To declare a dataset, extend the base SQLiteDataset class and specify fields.

from sqlite_dataset import SQLiteDataset, Field, String, Float

class MyIrisDataset(SQLiteDataset):
    
    sepal_length_cm = Field(String, tablename='iris')
    sepal_width_cm = Field(Float, tablename='iris')
    petal_length_cm = Field(Float, tablename='iris')
    petal_width_cm = Field(Float, tablename='iris')
    class_field = Field(String, tablename='iris', name='class')

ds = MyIrisDataset('my_iris_dataset.db')

This will create a sqlite database file on the specified path. If a dataset already exists, it will then be loaded.

The Field object

Field can be seen as a factory that can create a SQLAlchemy's Column object.

The Field object's constructor takes same arguments as sqlalchemy.schema.Column with the difference that Field does not take positional name argument and has an extra keyword argument tablename.

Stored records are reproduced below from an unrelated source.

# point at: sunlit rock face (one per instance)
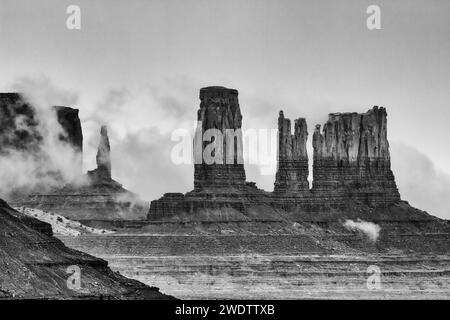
(96, 197)
(292, 171)
(351, 158)
(219, 109)
(103, 159)
(34, 265)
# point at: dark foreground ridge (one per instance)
(33, 265)
(351, 163)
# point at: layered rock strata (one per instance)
(218, 163)
(351, 163)
(351, 159)
(219, 175)
(292, 172)
(98, 197)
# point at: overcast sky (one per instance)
(137, 66)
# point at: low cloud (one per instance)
(369, 229)
(49, 162)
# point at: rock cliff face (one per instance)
(351, 158)
(33, 265)
(103, 171)
(19, 126)
(292, 172)
(219, 175)
(351, 164)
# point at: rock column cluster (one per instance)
(292, 171)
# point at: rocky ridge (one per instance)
(40, 270)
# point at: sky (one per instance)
(137, 66)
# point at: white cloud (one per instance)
(370, 229)
(420, 182)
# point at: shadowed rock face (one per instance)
(219, 109)
(292, 171)
(69, 120)
(34, 266)
(19, 129)
(18, 124)
(351, 158)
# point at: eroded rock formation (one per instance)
(103, 159)
(292, 171)
(351, 158)
(351, 163)
(34, 266)
(97, 197)
(220, 114)
(219, 175)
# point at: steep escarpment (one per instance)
(351, 163)
(33, 265)
(292, 172)
(96, 197)
(218, 141)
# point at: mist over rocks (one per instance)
(40, 147)
(351, 163)
(34, 266)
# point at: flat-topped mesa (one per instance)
(218, 163)
(70, 122)
(292, 170)
(103, 158)
(351, 158)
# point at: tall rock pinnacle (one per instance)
(103, 172)
(292, 171)
(351, 157)
(219, 114)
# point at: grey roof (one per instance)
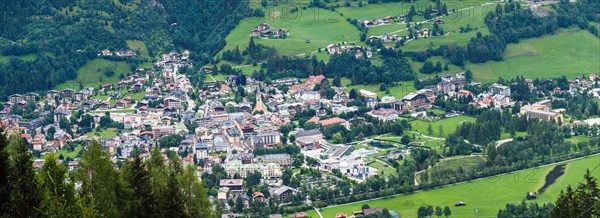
(308, 133)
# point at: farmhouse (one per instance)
(541, 110)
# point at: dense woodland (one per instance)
(154, 188)
(64, 35)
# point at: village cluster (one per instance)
(215, 130)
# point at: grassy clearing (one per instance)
(67, 153)
(448, 125)
(92, 74)
(483, 197)
(322, 27)
(105, 133)
(397, 91)
(571, 52)
(139, 46)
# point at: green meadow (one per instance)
(570, 52)
(322, 27)
(92, 74)
(483, 197)
(449, 125)
(399, 91)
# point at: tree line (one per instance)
(152, 188)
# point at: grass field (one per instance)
(397, 91)
(322, 27)
(105, 133)
(545, 57)
(139, 46)
(483, 197)
(449, 125)
(92, 74)
(66, 153)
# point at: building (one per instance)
(497, 89)
(281, 159)
(416, 101)
(266, 139)
(283, 193)
(232, 184)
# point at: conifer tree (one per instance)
(99, 180)
(58, 195)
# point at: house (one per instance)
(51, 95)
(15, 98)
(232, 184)
(333, 49)
(283, 193)
(384, 114)
(281, 159)
(263, 26)
(416, 101)
(497, 89)
(400, 106)
(541, 110)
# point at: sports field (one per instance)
(483, 197)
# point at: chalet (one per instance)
(497, 89)
(15, 98)
(263, 26)
(50, 95)
(126, 53)
(333, 49)
(107, 86)
(255, 33)
(283, 193)
(232, 184)
(31, 96)
(416, 101)
(400, 106)
(67, 93)
(103, 106)
(120, 105)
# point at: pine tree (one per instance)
(4, 191)
(25, 195)
(195, 195)
(58, 195)
(99, 181)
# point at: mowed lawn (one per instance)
(92, 74)
(571, 52)
(448, 125)
(322, 27)
(398, 91)
(483, 197)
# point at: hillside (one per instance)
(46, 43)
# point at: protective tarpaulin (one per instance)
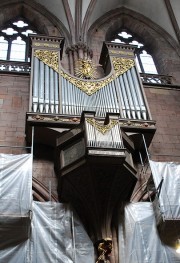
(15, 199)
(169, 198)
(138, 237)
(15, 184)
(56, 236)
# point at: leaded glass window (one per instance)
(14, 40)
(144, 60)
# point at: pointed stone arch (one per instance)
(45, 22)
(164, 49)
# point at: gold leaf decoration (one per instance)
(85, 69)
(121, 65)
(102, 128)
(50, 58)
(120, 52)
(89, 87)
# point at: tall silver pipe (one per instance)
(139, 93)
(41, 87)
(134, 95)
(51, 90)
(56, 95)
(125, 97)
(62, 94)
(47, 95)
(115, 96)
(120, 98)
(35, 85)
(128, 92)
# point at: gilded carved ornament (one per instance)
(49, 58)
(102, 128)
(121, 65)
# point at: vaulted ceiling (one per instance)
(78, 14)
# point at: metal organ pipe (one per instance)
(139, 93)
(56, 95)
(51, 90)
(46, 89)
(134, 95)
(35, 85)
(128, 92)
(41, 87)
(125, 98)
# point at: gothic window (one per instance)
(144, 60)
(14, 40)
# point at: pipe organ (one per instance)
(55, 91)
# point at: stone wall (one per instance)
(165, 109)
(14, 103)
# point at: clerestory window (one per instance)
(144, 60)
(14, 40)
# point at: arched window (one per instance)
(144, 60)
(14, 40)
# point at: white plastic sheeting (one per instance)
(56, 236)
(15, 184)
(138, 237)
(169, 198)
(15, 199)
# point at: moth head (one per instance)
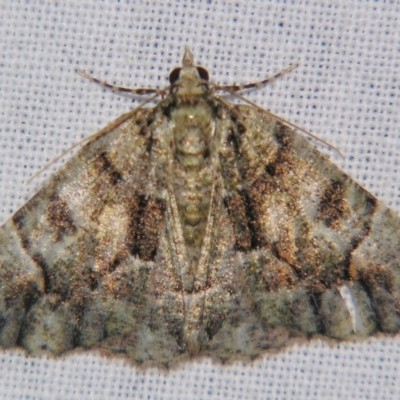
(189, 79)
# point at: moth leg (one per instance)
(236, 88)
(139, 91)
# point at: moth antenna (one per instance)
(108, 128)
(270, 79)
(139, 91)
(285, 121)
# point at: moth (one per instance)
(197, 227)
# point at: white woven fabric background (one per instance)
(346, 89)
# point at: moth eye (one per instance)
(203, 73)
(174, 75)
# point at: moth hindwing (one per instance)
(197, 227)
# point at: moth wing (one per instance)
(320, 254)
(84, 242)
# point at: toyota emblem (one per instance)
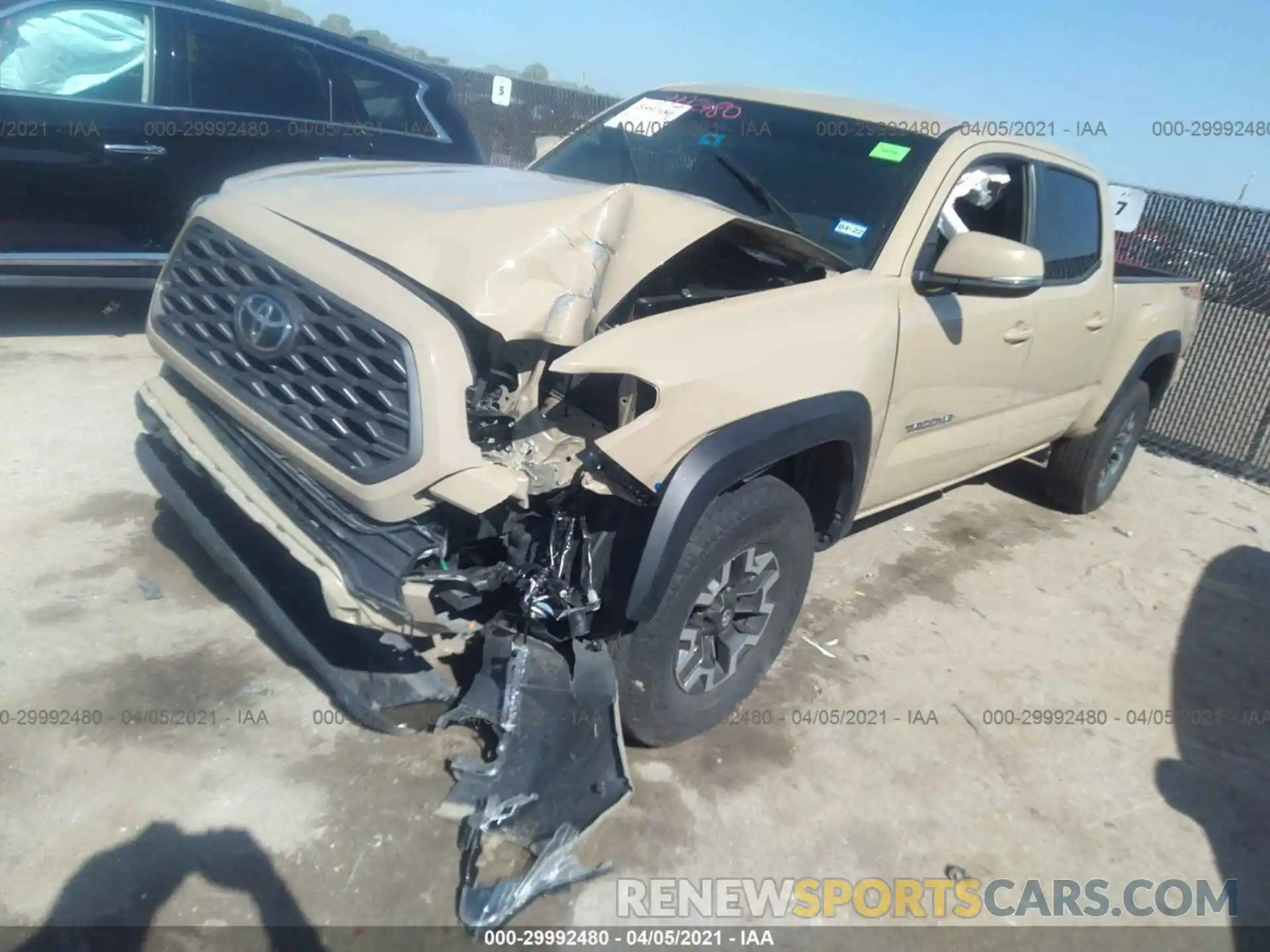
(263, 324)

Declare a Column using sqlalchemy.Column:

from sqlalchemy import Column, String

Column('sepal_length_cm', String)
Column(name='sepal_length_cm', type_=String)

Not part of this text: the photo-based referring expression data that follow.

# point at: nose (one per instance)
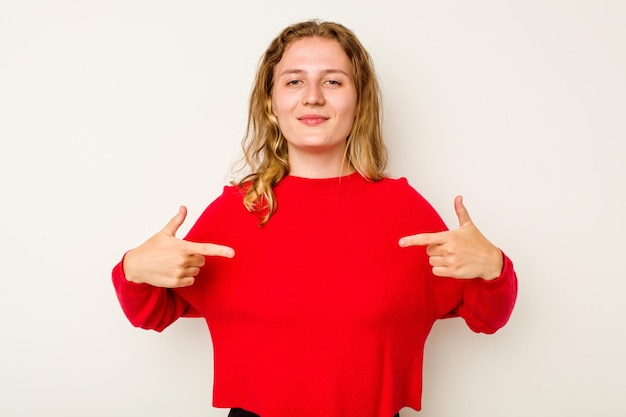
(313, 95)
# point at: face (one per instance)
(314, 98)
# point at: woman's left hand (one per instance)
(463, 253)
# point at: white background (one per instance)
(113, 113)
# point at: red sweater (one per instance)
(320, 312)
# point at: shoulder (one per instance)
(405, 202)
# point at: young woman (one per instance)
(319, 276)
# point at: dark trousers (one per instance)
(240, 412)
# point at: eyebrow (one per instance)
(327, 71)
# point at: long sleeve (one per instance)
(486, 306)
(147, 306)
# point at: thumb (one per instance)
(461, 212)
(172, 227)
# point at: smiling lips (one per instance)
(312, 119)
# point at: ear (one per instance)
(270, 107)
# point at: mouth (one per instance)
(312, 119)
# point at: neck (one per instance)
(319, 165)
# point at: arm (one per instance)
(472, 278)
(144, 278)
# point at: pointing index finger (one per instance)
(209, 249)
(423, 239)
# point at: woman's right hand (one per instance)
(166, 261)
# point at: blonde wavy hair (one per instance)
(265, 153)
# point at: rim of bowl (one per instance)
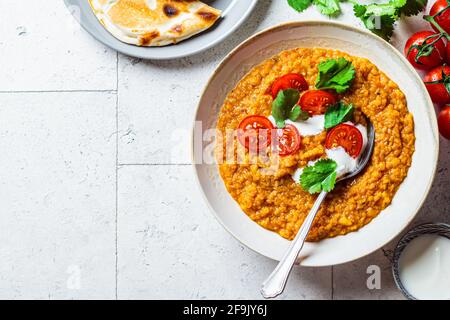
(201, 49)
(304, 23)
(438, 228)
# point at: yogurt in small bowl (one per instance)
(421, 263)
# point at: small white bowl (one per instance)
(440, 229)
(412, 192)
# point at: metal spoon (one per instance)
(275, 283)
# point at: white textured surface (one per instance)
(58, 173)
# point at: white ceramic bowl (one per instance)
(413, 190)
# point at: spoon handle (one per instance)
(275, 283)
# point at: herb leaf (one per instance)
(300, 5)
(328, 7)
(335, 74)
(298, 114)
(282, 106)
(321, 176)
(379, 20)
(413, 7)
(337, 114)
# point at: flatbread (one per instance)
(154, 22)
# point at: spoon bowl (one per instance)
(276, 282)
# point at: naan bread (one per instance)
(154, 22)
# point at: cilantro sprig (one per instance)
(337, 74)
(326, 7)
(377, 17)
(319, 177)
(337, 114)
(285, 107)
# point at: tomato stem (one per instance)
(426, 49)
(432, 20)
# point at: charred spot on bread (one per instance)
(147, 38)
(207, 15)
(170, 11)
(178, 28)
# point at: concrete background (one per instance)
(93, 202)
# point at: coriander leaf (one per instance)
(298, 114)
(379, 21)
(337, 114)
(328, 7)
(321, 176)
(335, 74)
(283, 104)
(385, 9)
(300, 5)
(413, 7)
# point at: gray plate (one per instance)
(235, 13)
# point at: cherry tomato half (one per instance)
(444, 122)
(425, 50)
(289, 81)
(444, 18)
(434, 83)
(317, 101)
(255, 132)
(288, 140)
(346, 136)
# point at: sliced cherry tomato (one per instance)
(444, 122)
(425, 50)
(255, 132)
(317, 101)
(289, 81)
(346, 136)
(443, 19)
(288, 140)
(435, 82)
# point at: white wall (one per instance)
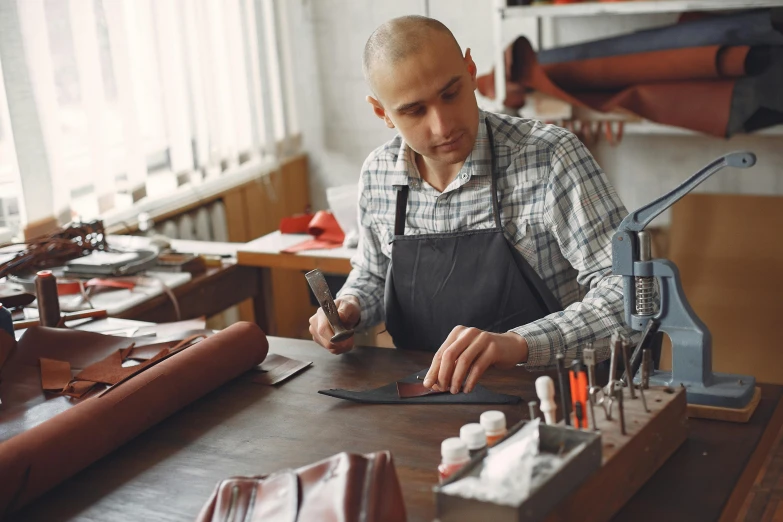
(340, 129)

Declare a sqlite_dataset.Field:

from sqlite_dataset import Field, String

sepal_length_cm = Field(String)

The variable name will be automatically used as the column name.

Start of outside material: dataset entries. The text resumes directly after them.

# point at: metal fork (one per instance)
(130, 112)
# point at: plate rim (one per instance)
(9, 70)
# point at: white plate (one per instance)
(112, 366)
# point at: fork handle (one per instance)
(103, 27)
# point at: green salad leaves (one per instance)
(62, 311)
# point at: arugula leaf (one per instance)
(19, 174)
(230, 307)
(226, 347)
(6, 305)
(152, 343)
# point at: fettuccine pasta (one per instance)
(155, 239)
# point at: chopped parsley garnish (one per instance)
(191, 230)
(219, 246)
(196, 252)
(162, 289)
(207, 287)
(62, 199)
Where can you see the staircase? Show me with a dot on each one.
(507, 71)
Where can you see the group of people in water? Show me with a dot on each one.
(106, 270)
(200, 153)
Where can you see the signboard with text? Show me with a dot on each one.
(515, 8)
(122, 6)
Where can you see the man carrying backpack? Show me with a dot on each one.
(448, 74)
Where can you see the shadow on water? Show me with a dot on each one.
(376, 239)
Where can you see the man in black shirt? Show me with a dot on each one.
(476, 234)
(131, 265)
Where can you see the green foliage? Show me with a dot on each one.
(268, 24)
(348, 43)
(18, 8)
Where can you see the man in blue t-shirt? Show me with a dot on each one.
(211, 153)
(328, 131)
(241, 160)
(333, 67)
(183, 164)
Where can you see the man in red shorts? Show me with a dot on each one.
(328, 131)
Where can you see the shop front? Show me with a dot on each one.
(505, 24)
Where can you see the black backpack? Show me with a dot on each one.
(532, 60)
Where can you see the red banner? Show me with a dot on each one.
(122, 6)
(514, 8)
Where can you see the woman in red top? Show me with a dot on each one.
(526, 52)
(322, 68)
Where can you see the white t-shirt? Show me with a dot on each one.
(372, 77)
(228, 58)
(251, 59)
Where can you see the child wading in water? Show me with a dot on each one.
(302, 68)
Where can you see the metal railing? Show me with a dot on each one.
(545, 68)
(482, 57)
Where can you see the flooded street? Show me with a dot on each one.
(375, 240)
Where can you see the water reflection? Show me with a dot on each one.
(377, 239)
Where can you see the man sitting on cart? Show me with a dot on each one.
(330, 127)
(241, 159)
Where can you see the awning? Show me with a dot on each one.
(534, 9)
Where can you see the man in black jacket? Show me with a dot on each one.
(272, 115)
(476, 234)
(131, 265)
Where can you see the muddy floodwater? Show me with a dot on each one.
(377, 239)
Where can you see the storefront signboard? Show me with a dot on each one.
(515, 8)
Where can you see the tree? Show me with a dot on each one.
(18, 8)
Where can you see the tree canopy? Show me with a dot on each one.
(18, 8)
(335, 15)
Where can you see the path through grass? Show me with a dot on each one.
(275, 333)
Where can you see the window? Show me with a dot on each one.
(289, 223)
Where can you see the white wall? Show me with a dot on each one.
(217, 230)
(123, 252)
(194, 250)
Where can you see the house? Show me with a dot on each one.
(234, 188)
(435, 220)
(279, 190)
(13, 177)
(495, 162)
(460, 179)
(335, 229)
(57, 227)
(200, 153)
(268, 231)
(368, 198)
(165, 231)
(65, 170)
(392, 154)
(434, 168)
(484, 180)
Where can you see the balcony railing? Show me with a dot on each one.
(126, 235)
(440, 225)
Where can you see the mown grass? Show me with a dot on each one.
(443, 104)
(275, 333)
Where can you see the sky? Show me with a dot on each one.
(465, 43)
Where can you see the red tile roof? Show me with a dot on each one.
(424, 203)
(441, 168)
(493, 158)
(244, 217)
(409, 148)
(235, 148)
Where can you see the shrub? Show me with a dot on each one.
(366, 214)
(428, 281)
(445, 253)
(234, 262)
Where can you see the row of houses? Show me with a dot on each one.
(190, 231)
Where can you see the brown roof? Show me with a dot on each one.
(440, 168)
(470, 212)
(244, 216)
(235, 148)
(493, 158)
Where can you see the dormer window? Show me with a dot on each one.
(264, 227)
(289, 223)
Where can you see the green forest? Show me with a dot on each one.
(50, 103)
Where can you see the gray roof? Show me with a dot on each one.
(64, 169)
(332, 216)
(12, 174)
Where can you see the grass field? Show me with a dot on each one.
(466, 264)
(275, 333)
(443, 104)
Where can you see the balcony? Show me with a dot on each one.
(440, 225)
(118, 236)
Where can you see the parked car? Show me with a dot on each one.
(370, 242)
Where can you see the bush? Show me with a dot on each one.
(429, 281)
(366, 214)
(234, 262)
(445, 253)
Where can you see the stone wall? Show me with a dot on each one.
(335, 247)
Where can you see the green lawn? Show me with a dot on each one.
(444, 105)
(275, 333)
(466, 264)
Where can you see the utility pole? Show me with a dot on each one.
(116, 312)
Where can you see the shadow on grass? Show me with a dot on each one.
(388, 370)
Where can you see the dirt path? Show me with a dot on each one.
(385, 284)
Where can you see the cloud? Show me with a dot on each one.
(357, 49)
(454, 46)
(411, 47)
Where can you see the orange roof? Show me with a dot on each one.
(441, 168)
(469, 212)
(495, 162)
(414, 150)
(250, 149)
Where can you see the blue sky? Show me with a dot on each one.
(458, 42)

Column name can also be specified using name argument, which is useful if the column name is a Python preserved keyword:

from sqlite_dataset import SQLiteDataset, Field, String

class MyDataset(SQLiteDataset):
    class_field = Field(String, name='class')
    type_field = Field(String, name='type')

Table name can be specified using tablename keyword argument:

from sqlite_dataset import SQLiteDataset, Field, String

class MyDataset(SQLiteDataset):
    class_field = Field(String, name='class', tablename='table1')
    type_field = Field(String, name='type', tablename='table2')

This will create two tables: table1, table2.

If tablename is not specified, the column will be created in default table data.

Field type and keyword arguments

The field type is the sqlalchemy column type. All sqlalchemy members were imported into sqlite_dataset.

from sqlalchemy import String, Integer

is exactly the same as:

from sqlite_dataset import String, Integer

Inheritance

Dataset can be inherited.

from sqlite_dataset import SQLiteDataset, Field, String, Float

class BaseDataset(SQLiteDataset):
    class_field = Field(String, tablename='iris', name='class')
    example_field = Field(String, tablename='example_table')

class ChildDataset(BaseDataset): 
    sepal_length_cm = Field(String, tablename='iris')
    sepal_width_cm = Field(Float, tablename='iris')
    petal_length_cm = Field(Float, tablename='iris')
    petal_width_cm = Field(Float, tablename='iris')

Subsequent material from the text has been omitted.